At one financial institution, I have an IRA that is my own, and, a “bene” IRA inherited from dec’d spouse.  When I proceed to “assume” the “bene” IRA, can it be deposited into the pre-existing IRA in my own name?  Is there a formal method to differentiate the source of the funds?  THANKS!

Yes, you can have the bene IRA transferred into the one you own. One you move inherited funds into your own name there is no need to split out the source of the dollars as they are all treated the same for all tax reasons including RMDs. However, if you still want to track them separately, keep your pre existing owned IRA separate.

Success!  The IRA ‘s are now in my name.  Can I use the “uniform life expectancy table” to calculate RMD’s ? In the Slott book, it states that this table is “For use by all IRA  owners and plan participants EXCEPT those whose named beneficiary for the entire year is a spouse more than 10 years younger than the owner”   I AM more than 10 years younger than my dec’d spouse.  So, what table do I use to calculate my RMD’s ?

A prior post indicates that you are not yet 70.5, and since you now own all the IRAs, there is NO RMD due until the year you will reach 70.5. You will then use the Uniform Table for your owned RMDs whether you have combined them or not. The joint life table only applies when both spouses are living, not after one spouse has passed. Until you reach 70.5 you can take no distributions or you can take out any amount you wish. Once you hit 70.5 you must take the Uniform Table RMD as a minimum, but you can still take out more than that if you need to. Note that if you live in NYS, you can exclude up to 20,000 of retirement plan distributions from NYS taxable income.

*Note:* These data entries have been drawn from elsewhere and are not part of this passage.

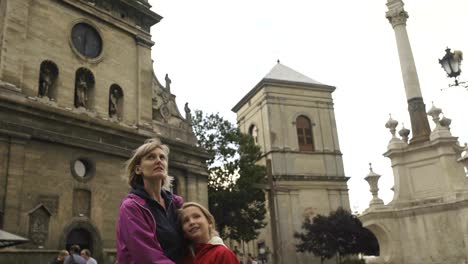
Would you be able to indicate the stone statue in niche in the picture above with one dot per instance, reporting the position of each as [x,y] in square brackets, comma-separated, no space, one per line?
[168,82]
[188,115]
[81,91]
[39,225]
[114,98]
[45,82]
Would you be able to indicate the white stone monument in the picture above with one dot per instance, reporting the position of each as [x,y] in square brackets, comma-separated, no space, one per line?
[427,220]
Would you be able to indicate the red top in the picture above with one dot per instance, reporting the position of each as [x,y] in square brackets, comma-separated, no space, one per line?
[211,254]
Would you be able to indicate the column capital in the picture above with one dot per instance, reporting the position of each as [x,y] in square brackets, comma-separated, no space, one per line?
[397,17]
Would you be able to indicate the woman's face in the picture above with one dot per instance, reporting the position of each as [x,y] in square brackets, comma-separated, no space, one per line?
[195,225]
[153,165]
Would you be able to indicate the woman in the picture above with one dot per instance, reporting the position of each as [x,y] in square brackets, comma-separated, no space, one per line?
[147,228]
[206,246]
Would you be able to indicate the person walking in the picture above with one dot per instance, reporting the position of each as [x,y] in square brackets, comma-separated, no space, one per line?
[86,254]
[61,257]
[74,257]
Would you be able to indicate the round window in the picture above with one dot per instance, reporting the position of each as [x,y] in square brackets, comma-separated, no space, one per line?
[86,40]
[82,169]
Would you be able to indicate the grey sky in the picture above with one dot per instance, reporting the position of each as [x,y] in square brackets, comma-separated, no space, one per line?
[216,51]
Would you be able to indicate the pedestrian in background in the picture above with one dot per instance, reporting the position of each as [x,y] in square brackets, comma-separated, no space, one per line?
[74,257]
[61,257]
[86,254]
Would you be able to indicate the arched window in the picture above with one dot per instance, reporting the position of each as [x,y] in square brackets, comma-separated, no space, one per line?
[84,88]
[253,131]
[48,74]
[115,102]
[304,134]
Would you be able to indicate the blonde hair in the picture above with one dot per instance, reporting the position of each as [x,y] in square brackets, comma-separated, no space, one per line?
[206,213]
[143,150]
[63,253]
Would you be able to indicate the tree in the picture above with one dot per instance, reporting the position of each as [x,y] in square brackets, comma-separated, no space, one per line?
[339,234]
[234,200]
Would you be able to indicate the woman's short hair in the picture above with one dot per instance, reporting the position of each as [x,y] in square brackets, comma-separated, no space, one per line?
[205,212]
[143,150]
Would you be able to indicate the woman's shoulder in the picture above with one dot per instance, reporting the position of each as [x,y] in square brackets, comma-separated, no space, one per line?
[131,201]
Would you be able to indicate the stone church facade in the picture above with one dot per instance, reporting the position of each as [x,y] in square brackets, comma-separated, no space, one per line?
[77,95]
[291,118]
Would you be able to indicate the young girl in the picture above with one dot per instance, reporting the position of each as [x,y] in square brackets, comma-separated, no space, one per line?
[206,246]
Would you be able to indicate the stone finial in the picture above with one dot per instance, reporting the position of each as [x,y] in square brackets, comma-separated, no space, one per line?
[373,180]
[445,122]
[391,124]
[435,112]
[404,133]
[464,157]
[442,129]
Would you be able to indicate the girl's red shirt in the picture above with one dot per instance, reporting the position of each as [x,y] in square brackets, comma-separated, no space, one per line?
[211,254]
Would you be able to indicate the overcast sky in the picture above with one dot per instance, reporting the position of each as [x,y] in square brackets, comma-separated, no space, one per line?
[216,51]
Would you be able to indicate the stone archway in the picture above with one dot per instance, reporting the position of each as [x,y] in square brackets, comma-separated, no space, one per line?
[385,246]
[84,234]
[80,237]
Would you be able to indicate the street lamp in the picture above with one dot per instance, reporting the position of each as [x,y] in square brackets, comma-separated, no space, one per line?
[451,63]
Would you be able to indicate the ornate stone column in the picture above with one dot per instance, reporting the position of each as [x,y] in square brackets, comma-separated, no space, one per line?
[373,180]
[416,107]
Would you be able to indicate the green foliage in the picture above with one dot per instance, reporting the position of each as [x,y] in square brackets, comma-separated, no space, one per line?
[339,234]
[236,203]
[353,261]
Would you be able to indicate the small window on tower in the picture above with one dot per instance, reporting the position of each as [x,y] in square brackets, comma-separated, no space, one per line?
[304,134]
[253,131]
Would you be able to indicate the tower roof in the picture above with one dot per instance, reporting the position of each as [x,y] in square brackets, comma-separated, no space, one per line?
[281,72]
[283,75]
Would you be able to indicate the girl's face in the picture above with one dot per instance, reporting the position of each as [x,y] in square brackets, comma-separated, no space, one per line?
[195,225]
[153,165]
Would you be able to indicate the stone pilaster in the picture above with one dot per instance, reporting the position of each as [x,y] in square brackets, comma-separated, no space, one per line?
[144,81]
[15,179]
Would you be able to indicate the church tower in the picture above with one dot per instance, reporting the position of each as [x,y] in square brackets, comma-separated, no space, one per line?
[291,118]
[77,95]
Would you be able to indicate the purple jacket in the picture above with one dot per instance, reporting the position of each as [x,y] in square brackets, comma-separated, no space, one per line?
[136,233]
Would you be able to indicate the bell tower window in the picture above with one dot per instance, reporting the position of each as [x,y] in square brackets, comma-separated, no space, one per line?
[304,134]
[253,131]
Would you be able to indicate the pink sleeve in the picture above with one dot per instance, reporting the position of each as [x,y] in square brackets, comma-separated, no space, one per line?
[137,235]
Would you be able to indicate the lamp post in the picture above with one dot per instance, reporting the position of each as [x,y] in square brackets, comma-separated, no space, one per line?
[451,63]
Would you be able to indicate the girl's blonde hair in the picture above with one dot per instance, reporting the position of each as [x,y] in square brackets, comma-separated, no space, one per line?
[206,213]
[143,150]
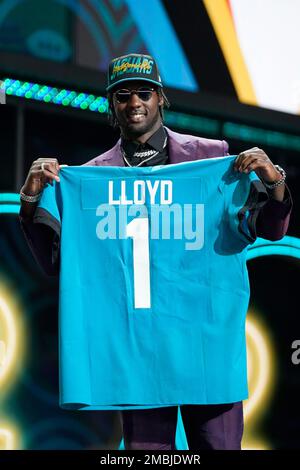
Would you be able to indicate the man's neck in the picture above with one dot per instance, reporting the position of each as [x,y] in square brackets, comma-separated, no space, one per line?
[141,139]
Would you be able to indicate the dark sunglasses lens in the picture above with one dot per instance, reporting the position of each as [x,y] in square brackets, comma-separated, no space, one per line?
[145,95]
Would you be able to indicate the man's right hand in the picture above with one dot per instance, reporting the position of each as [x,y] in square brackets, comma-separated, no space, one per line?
[42,172]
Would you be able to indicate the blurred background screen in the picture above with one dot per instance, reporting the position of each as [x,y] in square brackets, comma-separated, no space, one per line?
[231,70]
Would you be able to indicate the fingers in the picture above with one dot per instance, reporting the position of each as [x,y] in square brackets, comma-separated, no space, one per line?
[250,159]
[45,170]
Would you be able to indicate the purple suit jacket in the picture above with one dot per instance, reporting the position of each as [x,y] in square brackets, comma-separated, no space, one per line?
[271,223]
[273,219]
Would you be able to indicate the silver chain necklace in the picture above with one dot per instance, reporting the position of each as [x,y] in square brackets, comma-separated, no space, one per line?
[152,154]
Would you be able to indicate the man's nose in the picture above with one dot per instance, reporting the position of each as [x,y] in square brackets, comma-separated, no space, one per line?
[134,100]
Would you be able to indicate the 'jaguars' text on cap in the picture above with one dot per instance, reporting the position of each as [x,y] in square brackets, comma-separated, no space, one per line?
[133,67]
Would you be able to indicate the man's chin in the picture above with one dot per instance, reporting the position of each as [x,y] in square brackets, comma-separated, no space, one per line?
[137,128]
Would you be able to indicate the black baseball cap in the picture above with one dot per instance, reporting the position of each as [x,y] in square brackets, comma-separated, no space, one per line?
[133,67]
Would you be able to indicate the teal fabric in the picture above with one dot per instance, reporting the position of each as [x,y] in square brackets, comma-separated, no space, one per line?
[188,346]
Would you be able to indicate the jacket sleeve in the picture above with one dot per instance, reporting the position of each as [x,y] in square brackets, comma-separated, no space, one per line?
[44,243]
[271,220]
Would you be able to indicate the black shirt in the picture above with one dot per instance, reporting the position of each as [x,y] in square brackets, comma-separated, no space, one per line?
[155,150]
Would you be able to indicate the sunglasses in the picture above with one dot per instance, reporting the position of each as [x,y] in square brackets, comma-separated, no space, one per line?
[144,94]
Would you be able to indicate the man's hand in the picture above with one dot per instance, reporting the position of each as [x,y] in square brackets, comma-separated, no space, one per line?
[42,171]
[256,159]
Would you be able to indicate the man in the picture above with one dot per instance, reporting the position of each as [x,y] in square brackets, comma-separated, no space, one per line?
[136,102]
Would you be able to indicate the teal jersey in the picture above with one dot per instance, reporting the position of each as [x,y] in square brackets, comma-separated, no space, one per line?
[153,288]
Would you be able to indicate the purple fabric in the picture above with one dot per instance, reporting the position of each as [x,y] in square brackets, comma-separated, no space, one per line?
[272,221]
[215,427]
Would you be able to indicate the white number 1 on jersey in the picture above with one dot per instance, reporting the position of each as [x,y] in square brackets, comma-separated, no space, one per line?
[138,230]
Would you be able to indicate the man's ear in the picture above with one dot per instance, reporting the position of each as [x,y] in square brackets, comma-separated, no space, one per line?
[160,99]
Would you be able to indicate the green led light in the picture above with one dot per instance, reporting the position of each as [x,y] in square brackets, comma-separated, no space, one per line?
[179,120]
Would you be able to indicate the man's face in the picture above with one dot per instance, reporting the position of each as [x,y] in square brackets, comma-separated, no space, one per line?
[137,117]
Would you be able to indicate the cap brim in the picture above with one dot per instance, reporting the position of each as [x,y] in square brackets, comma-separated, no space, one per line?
[136,79]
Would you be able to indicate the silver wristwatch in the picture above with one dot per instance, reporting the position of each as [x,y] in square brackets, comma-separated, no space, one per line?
[279,182]
[27,198]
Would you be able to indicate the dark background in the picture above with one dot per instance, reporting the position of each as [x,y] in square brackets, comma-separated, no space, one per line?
[31,129]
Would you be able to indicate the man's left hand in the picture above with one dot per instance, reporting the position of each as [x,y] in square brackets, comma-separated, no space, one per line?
[256,159]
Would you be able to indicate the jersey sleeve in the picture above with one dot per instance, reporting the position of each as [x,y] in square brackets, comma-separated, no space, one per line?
[48,211]
[244,201]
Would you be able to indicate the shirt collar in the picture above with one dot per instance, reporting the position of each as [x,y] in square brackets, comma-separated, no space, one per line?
[156,141]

I want to name both my estate , and , my niece as benes on my IRA.  the reason is that I want the estate to pay off my existing mortgage with IRA funds. Is this possible.  THANKS !

You could do that but there are some tradeoffs. The income tax rates the estate will pay are likely to be much higher than what your designated beneficiaries will pay on amounts that they receive. It will also be critical that they establish separate IRA accounts by the deadline or they will lose much of their stretch for their beneficiary IRA accounts. If there is any question about their attention to detail in timely setting up inherited IRA accounts, you might want to consider partitioning your IRA into two accounts, one with your estate as beneficiary and the other for the individuals. Then as your mortgage balance declines you could transfer amounts from the estate IRA to the individual’s IRA and/or take your RMDs from the estate IRA.

Thank You !  I am doing as you recommended. With the IRA intended for the mortgage payoff, can i write as bene , “Estate of ….[my name]…, for payoff of mortgage …[my address]…” ?  Can I get that specific on the actual benefificiary designation form?  I want to make my wishes as clear as possible.

Your IRA custodian will probably not approve a beneficiary designation beyond “my estate” for this IRA. And if they did, they have no responsibility beyond the distribution to the estate after the executor submits death certs and letters testimentary from the local probate court.  SInce your estate will be managed according to your will and probate law, I suggest you have your will modified to include a requirement that proceeds from this IRA are to be used to pay off the mortgage. Your executor then has a legal responsibility to follow your wishes, and may even have to make reports to the local probate court. That said, it is not clear who would contest any failure of your executor to do that.